The work on projects times with a tense stalemate in relations between the two South Asian nuclear-armed neighbors with recent Indian state violence and militancy in Kashmir threatening to be a flashpoint.
Islamabad has hinted at not discussing the controversial projects like Kishanganga and Ratle during the visit of Indian Indus Water Commissioner P.K. Saxena to Islamabad on March 20-21.
“We are not going to discuss these projects at the meeting. Rather, a number of other issues may come under discussion,” says Dr. Asif Baig, Indus Water Commissioner.
Islamabad has always objected to such a projects as power stations being constructed at a cost of US $ 15 billion on rivers flowing into
Pakistan that storage of the natural resource would disrupt water supplies.
As Pakistan’s urban population and economic development grow quickly – without much practical agrarian strategy – its water requirements have also increased manifold.
New Delhi, has recently moved to build the projects that had languished for years but Prime Minister Narendra Modi has been saying that sharing the waterways could be conditional on Pakistan’s relations with India.
Pakistan has opposed some of these projects before, saying they violate the World Bank-mediated Indus Water Treaty that governs sharing of the Indus river and its tributaries. The water inflows are critical to Pakistan as 80% of its irrigated agriculture depends on them.
Indian-Pakistani water tensions have soared even as ultranationalist Prime Minister Modi has accumulated more political influence with a series of victories in large Indian states.
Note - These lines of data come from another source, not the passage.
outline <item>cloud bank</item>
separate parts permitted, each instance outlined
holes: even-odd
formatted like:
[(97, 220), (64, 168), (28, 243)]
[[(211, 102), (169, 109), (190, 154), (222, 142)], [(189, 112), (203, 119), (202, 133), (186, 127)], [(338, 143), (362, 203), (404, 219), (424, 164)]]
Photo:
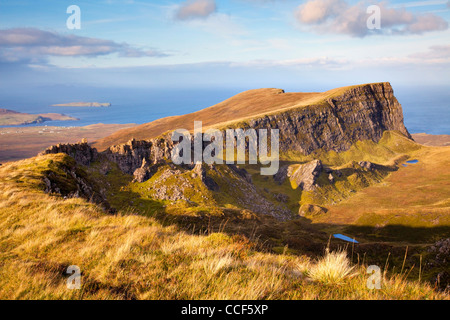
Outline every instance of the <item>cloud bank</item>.
[(377, 5), (381, 12), (381, 29), (369, 30), (366, 12), (369, 3), (351, 5), (345, 0), (309, 0), (295, 13), (297, 21), (317, 33), (347, 34), (365, 37), (371, 34), (422, 34), (448, 29), (443, 18), (432, 14), (416, 14), (404, 8), (389, 8), (386, 2)]
[(48, 56), (102, 56), (117, 53), (121, 57), (165, 57), (159, 50), (133, 48), (111, 40), (62, 35), (36, 28), (0, 30), (0, 61), (37, 63)]
[(410, 57), (423, 60), (448, 61), (450, 60), (450, 45), (431, 46), (427, 52), (414, 53)]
In 2011, the US Senate Committee on Foreign Relations, while confirming Pakistan’s fears, noted that India use the hydropower projects as a way to control Pakistan’s supplies from the Indus – seen as its jugular vein.
“The cumulative effect of these projects could give India the ability to store enough water to limit the supply to Pakistan at crucial moments in the growing season,” the report warned.
Meanwhile, Indian plans include a 1,856 MW Sawalkote plant would not be completed in a few years but in the immediate context New Delhi’s decision could be a serious cause of conflict between neighbors.
In Islamabad Foreign Ministry Spokesman, Nafees Zakaria, said he would confer with the Ministry of Water and Power on the proposed Indian projects, saying it was a technical matter.
“It seems that finally India has realised the importance of this mechanism under the IWT (Indus waters treaty])for resolving water disputes related to the Indus water and its tributaries.”
According to reports in the Indian media, six hydro projects in Indian controlled Kashmir either have cleared viability tests or the more advanced environment and forest expert approvals in the past three months.
These reports say together these projects on the Chenab river, a tributary of the Indus, would triple hydropower generation in Jammu and Kashmir from the current level of 3,000 MW.